🤖 AI Summary
This work addresses the challenging problem of detecting logical anomalies—such as semantic inconsistencies in images or temporal state mismatches in sequences—arising from abnormal combinations of otherwise normal elements. Moving beyond conventional local anomaly detection paradigms, we propose a global distribution modeling approach based on “set features”: each sample is represented as the joint distribution over its constituent elements, rather than as isolated points or segmentation outputs. Our method employs a lightweight, training-free, unsupervised framework comprising fixed-feature extraction followed by kernel density estimation (KDE). The key innovation lies in the first formal definition and construction of set features, enabling explicit modeling of combinatorial structural anomalies. Evaluated on both image-level logical anomaly detection and sequence-level time-series anomaly detection, our approach achieves significant improvements over current state-of-the-art methods, delivering higher accuracy and superior cross-domain generalization capability.
📝 Abstract
This paper proposes to use set features for detecting anomalies in samples that consist of unusual combinations of normal elements. Many leading methods discover anomalies by detecting an unusual part of a sample. For example, state-of-the-art segmentation-based approaches, first classify each element of the sample (e.g., image patch) as normal or anomalous and then classify the entire sample as anomalous if it contains anomalous elements.
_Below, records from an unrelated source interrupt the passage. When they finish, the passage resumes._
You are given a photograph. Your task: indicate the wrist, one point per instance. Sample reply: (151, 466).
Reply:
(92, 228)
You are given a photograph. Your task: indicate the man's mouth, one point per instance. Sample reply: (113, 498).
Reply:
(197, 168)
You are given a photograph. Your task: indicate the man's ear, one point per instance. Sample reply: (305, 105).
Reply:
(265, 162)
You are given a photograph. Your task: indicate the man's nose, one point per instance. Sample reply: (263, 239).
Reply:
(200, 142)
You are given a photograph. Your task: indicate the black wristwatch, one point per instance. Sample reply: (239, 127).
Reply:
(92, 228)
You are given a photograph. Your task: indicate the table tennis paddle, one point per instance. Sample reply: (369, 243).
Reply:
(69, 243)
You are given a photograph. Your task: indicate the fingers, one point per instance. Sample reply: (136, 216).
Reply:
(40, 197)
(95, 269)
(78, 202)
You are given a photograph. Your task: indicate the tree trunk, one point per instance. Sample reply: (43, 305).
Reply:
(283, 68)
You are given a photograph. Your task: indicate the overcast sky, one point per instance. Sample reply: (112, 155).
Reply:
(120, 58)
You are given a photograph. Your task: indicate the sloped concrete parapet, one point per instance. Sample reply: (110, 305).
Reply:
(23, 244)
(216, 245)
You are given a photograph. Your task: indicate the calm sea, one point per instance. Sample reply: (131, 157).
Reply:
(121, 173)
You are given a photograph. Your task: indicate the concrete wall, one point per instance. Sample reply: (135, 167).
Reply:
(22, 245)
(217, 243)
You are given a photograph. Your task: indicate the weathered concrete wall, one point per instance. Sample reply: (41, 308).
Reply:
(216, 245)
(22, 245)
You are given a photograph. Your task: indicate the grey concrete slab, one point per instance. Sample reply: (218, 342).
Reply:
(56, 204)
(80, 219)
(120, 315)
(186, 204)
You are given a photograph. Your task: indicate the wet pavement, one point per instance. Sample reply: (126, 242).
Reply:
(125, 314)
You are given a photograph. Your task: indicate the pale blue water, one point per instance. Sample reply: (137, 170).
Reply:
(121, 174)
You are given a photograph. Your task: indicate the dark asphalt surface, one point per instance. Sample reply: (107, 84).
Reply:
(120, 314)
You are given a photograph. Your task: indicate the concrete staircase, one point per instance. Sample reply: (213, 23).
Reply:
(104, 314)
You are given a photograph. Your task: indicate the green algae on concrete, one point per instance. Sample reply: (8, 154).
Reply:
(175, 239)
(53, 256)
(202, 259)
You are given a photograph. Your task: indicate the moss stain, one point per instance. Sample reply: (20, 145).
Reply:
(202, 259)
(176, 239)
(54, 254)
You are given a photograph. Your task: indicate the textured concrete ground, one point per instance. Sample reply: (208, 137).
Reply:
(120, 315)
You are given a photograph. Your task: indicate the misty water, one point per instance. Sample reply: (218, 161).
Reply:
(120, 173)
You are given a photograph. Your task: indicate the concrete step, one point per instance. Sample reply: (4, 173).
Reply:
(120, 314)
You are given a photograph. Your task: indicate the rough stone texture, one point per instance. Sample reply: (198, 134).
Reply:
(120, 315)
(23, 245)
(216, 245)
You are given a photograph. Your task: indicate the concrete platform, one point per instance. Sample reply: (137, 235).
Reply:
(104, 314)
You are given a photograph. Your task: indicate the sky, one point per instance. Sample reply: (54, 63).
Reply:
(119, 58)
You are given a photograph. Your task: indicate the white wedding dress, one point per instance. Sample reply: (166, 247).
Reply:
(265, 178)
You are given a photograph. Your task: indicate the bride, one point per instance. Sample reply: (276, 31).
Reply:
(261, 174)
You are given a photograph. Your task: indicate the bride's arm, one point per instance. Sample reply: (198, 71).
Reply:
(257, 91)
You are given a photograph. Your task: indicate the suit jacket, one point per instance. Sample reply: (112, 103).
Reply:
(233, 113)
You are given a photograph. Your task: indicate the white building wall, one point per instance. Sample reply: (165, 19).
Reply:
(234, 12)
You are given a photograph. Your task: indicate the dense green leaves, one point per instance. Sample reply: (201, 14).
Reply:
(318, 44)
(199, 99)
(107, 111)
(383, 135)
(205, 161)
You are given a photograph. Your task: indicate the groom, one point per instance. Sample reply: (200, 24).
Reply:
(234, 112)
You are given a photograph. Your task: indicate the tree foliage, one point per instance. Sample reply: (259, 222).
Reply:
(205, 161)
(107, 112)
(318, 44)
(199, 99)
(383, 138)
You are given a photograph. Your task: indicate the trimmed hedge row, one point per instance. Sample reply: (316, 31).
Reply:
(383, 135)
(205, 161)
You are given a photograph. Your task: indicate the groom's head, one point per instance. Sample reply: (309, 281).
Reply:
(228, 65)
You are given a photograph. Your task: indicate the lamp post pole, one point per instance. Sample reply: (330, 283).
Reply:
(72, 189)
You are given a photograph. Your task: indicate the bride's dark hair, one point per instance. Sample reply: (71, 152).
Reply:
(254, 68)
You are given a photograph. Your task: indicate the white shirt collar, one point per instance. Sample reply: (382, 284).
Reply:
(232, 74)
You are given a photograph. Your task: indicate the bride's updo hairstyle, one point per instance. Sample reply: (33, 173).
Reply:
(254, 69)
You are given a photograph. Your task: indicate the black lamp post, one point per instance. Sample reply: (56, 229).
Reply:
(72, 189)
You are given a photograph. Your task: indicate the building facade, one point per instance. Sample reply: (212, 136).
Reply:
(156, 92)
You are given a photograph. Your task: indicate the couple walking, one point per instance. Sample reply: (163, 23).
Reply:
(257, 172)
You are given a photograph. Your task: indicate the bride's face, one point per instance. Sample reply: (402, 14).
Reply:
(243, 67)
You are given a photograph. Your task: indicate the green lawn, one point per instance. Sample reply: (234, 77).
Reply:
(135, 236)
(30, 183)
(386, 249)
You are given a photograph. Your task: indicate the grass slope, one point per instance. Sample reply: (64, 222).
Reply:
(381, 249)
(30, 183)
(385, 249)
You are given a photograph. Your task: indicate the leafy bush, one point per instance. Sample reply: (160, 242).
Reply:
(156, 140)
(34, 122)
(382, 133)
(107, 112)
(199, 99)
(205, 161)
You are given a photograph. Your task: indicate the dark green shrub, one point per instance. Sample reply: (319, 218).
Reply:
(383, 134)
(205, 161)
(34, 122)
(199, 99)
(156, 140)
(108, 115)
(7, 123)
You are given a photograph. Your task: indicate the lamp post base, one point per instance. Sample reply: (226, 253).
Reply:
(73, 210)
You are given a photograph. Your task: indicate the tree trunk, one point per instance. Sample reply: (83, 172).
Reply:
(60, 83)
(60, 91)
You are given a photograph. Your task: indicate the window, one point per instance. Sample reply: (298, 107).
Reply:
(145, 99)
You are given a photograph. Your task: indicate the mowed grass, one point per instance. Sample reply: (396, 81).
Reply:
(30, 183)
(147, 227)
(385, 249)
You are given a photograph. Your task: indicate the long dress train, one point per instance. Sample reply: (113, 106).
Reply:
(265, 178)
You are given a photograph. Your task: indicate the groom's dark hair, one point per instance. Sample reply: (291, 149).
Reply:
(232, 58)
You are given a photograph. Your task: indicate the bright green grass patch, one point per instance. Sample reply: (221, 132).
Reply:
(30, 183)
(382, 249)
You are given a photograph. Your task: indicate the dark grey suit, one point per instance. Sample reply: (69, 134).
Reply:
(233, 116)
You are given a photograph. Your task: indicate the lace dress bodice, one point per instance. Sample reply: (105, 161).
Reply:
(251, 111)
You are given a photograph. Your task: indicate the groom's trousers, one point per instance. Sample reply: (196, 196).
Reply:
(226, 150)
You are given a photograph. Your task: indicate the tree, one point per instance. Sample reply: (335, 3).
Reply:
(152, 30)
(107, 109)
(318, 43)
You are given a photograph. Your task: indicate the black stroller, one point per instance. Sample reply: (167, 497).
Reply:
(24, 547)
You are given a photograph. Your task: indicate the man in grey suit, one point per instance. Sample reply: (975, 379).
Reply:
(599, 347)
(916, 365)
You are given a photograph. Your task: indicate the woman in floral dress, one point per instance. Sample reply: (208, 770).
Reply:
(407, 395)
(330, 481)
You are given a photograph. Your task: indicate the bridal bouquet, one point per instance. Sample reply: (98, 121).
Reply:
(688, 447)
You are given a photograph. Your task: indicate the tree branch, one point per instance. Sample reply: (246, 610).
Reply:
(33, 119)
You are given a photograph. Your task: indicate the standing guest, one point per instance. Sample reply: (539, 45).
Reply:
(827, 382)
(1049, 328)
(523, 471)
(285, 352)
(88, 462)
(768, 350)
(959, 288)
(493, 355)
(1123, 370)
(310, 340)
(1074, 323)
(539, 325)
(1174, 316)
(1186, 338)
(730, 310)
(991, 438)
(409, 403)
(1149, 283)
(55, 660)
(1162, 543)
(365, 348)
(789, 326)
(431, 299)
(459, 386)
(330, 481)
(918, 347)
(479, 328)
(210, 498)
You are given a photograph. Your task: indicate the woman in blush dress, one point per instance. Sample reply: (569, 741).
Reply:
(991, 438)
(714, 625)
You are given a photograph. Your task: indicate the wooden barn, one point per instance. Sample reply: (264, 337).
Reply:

However, such approaches do not extend well to scenarios where the anomalies are expressed by an unusual combination of normal elements. In this paper, we overcome this limitation by proposing set features that model each sample by the distribution of its elements. We compute the anomaly score of each sample using a simple density estimation method, using fixed features. Our approach outperforms the previous state-of-the-art in image-level logical anomaly detection and sequence-level time series anomaly detection.